◄ 171:4
Verhandeling 171
171:6 ►

Op weg naar Jeruzalem

5. De blinde in Jericho

171:5.1

Laat in de middag van donderdag 30 maart naderden Jezus en zijn apostelen aan het hoofd van een groep van ongeveer tweehonderd volgelingen, de muren van Jericho. Toen ze bij de stadspoort kwamen, troffen ze een drom bedelaars aan, waaronder een zekere Bartimeüs, een wat oudere man die al vanaf zijn jeugd blind was. Deze blinde bedelaar had veel over Jezus gehoord en was geheel op de hoogte van de genezing van de blinde Josias in Jeruzalem. Van het laatste bezoek van Jezus aan Jericho had hij pas gehoord nadat Jezus reeds was doorgegaan naar Betanië. Bartimeüs was vastbesloten dat het hem niet nog eens zou gebeuren dat Jezus Jericho bezocht zonder dat hij een beroep op hem zou doen om zijn gezichtsvermogen te herstellen.

171:5.2

Het nieuws dat Jezus in aantocht was, had zich reeds door heel Jericho verspreid, en honderden inwoners stroomden naar buiten om hem tegemoet te gaan. Toen deze grote menigte met de Meester in de stad terugkwam, hoorde Bartimeüs aan het gedruis van de vele voeten dat er iets bijzonders gaande was, en daarom vroeg hij aan degenen die dichtbij hem stonden, wat er aan de hand was. Een van de bedelaars antwoordde: ‘Jezus van Nazaret gaat voorbij.’ Toen Bartimeüs hoorde dat Jezus dichtbij was, verhief hij zijn stem en begon luid te roepen: ‘Jezus, Jezus, ontferm u over mij!’ En aangezien hij almaar luider bleef roepen, gingen sommigen van degenen die dichtbij Jezus waren, naar hem toe, berispten hem en verzochten hem zich stil te houden.

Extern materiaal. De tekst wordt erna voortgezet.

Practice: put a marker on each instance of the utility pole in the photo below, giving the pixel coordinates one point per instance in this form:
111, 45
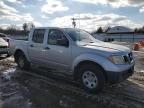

Maar dit hielp niet, hij riep slechts des te meer en luider.

171:5.3

Toen Jezus de blinde man zo luid hoorde roepen, stond hij stil. En toen hij hem zag, zei hij tot zijn vrienden: ‘Breng de man bij mij.’ En toen gingen dezen naar Bartimeüs toe en zeiden tot hem: ‘Wees welgemoed, kom mee, want de Meester roept je.’ Toen Bartimeüs deze woorden hoorde, wierp hij zijn kleed af en sprong naar voren naar het midden van de weg, en zij die dichtbij stonden, geleidden hem naar Jezus. Jezus richtte zich tot Bartimeus en zei: ‘Wat wilt ge dat ik voor u doen zal?’ Hierop antwoordde de blinde: ‘Ik zou graag weer kunnen zien.’ Toen Jezus dit verzoek hoorde en zijn geloof zag, zei hij: ‘Ge zult weer kunnen zien, ga uws weegs; uw geloof heeft u genezen.’ Ogenblikkelijk kon hij zien, en hij bleef bij Jezus en loofde God; en de volgende dag, toen Jezus op weg ging naar Jeruzalem, liep hij voor de menigte uit en maakte aan allen bekend hoe hij zijn gezichtsvermogen had teruggekregen in Jericho.